My understanding with flash, having talked to someone who had to write his own wear-leveling code so his hardware could use cheap memory, is it's not so much the pure throughout that can kill a flash cell, but the write pattern that matters. My memory of the conversation is a bit hazy, but it's something like, in order to update even a single bit in a cell, it needs to be deleted and written to, and each cell only has so many write statistically before it's flagged no good. So to detroy a disk, you can strategically flip bits all over your disk, or with a disk with naive wear-leveling maybe just flip the same bit over and over. Good disks will make this harder with tricks like buffers (hopefully backed by batt/cap in the event of power outtage), and very clever wear-leveling algos, but you can definitely wear out flash memory with a fraction of the data and time you might expect if you have a truly pathological workload.
Flash memory is different from a regular drive, and it's to do with how it writes. You can't alter a single bit, you must rewrite the whole block and those can be anywhere from 256KB to 4MB or more. http://codecapsule.com/2014/02/12/coding-for-ssds-part-2-arc...
Adding new bits is cheap, though, so if you can come up with an append-only strategy for your system and periodically combine those into a new, pristine version you'll get far more life out of your SSD than if you go around randomly flipping bits. Is Redis using memory-mapped files the problem here? Treating a file like memory is all fine and good until your random bit-flipping has to be directly persisted.
I wonder if future SSD firmware implementations will avoid wear by having a small buffer reserved for little post-write patches that can absorb a few small changes before having to commit to rebuilding the whole block.

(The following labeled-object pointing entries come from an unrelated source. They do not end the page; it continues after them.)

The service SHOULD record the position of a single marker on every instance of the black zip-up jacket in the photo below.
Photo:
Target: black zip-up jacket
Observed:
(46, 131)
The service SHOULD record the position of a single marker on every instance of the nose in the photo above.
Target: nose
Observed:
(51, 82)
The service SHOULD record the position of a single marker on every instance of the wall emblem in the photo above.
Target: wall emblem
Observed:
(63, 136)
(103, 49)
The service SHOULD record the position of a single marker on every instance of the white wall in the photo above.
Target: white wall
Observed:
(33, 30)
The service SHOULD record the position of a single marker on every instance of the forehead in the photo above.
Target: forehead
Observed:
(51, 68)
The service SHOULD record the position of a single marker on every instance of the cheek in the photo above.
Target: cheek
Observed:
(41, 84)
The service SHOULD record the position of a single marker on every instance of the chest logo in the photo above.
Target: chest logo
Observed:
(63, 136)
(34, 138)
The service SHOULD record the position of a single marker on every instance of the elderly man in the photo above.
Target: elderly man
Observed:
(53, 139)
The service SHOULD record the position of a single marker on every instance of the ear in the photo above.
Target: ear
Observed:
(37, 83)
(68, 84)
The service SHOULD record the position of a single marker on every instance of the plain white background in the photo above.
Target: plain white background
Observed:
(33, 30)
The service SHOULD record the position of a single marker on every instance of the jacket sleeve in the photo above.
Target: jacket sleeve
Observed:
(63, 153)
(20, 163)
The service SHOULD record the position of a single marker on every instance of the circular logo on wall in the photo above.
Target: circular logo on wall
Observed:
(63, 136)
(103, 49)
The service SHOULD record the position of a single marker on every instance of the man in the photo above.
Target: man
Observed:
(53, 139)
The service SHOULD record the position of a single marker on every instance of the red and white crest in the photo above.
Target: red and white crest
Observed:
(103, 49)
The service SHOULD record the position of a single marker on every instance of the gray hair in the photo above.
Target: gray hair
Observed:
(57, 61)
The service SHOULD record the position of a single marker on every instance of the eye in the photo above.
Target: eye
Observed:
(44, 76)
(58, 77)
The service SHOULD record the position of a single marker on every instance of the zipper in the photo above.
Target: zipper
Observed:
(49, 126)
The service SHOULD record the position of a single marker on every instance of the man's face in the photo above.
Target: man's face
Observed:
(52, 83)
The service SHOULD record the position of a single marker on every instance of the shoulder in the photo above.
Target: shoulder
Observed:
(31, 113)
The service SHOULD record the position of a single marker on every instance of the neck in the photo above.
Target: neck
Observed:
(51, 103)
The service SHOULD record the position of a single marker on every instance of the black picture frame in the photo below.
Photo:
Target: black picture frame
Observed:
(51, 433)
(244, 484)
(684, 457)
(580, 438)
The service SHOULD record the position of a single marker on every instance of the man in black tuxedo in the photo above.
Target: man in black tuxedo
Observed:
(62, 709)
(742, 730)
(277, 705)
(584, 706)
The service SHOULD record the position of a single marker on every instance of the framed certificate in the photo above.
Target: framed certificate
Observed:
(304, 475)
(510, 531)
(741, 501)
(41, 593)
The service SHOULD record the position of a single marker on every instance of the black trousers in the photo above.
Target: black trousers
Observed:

Flash must be erased on a page boundary, the size of which varies, but ranges from 512 bytes up. The act of erasing a flash page turns all bits to 1s (0xFF for the entire page). When the flash IC breaks, you can usually tell by doing a blank check after erasing. Instead of being 0xFF all over, some bits will be "stuck" to 0. A common reason for a discrete IC flash part wearing out is that charge pumps are used to raise a low voltage like 3.3 V to 12-15 V which is required for erasing. These charge pumps are touchy and can die first, from what I have heard.